Das bestätigt auch die für Essen zuständige Bezirksregierung Düsseldorf auf Nachfrage dieser Redaktion: „Korrosion kann bei Kampfmitteln zu einer Gefahrenerhöhung führen. Gleiches gilt für andere stoffliche Veränderungen der Explosivstoffe und Alterungsprozesse der verwendeten Materialien“, teilt Sprecherin Beatrix Van Vlodrop mit. Wie wahrscheinlich es sei, dass Korrosion eine Explosion auslöse, könne nicht beziffert werden. Von einem erhöhten Risiko müssen Behörden, Kampfmittelräumdienst und Tiefbaufirmen in Zukunft der Expertenmeinung nach aber wohl ausgehen.

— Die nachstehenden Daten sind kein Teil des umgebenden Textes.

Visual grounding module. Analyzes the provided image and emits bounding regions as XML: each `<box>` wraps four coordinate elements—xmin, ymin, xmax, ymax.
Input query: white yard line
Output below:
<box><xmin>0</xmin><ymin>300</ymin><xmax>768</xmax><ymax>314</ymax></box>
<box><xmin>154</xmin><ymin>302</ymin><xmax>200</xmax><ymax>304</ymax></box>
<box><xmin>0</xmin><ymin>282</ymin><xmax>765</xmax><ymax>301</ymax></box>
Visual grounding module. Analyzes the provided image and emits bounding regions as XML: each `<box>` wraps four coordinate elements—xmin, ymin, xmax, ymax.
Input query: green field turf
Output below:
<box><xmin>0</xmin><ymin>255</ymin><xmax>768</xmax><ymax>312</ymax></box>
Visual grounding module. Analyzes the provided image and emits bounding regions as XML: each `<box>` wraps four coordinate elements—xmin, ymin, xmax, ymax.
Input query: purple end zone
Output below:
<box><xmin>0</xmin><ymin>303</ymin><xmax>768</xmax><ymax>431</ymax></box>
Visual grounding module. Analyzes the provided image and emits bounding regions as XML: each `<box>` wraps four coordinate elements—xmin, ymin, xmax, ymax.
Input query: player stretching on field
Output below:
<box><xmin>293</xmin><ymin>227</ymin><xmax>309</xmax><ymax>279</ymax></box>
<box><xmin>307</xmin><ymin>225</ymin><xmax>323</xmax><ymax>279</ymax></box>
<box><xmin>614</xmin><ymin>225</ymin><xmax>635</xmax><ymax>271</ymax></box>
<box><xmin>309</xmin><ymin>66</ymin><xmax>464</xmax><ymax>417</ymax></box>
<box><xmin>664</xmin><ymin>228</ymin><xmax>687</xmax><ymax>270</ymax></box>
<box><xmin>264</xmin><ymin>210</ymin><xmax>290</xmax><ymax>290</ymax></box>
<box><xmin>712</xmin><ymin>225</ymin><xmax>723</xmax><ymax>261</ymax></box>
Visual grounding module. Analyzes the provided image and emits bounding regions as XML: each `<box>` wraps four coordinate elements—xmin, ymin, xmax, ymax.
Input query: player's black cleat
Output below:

Bombenfunde sind ein Risiko bei Tiefbauarbeiten in Essen
„Die Kollegen des Kampfmittelräumdienstes müssen zu jeder Zeit und in jeder Situation mit äußerster Vorsicht und Aufmerksamkeit agieren“, so Van Vlodrop. „Es ist der Lage vor Ort und dem Zustand des Kampfmittels geschuldet, ob ein Fund vor Ort entschärft und sicher abtransportiert werden kann oder gesprengt werden muss. Ist der Zündmechanismus beziehungsweise die Sicherung beispielsweise durch Korrosion beschädigt, ist eine Entschärfung vor Ort manchmal nicht möglich und eine Sprengung notwendig.“
Sprengmeister Frank Stommel hatte zuletzt Anfang Januar eine Bombe in Altenessen sprengen müssen. Gefunden wurde sie bei Arbeiten auf dem Gelände des Nachwuchsleistungszentrum von Rot-Weiss-Essen an der Seumannstraße 55. Da eine Entschärfung nicht möglich war, wurde die Bombe mit rund 250 Tonnen Sand bedeckt und aus sicherer Entfernung von etwa 150 Metern gesprengt. Je nach Lage eines Blindgängers fällt die Evakuierung entsprechend umfangreich aus. Nach dem Fund zweier Bomben in Rüttenscheid etwa hatten im Sommer 2021 fast 10.000 Menschen in Sicherheit gebracht werden müssen.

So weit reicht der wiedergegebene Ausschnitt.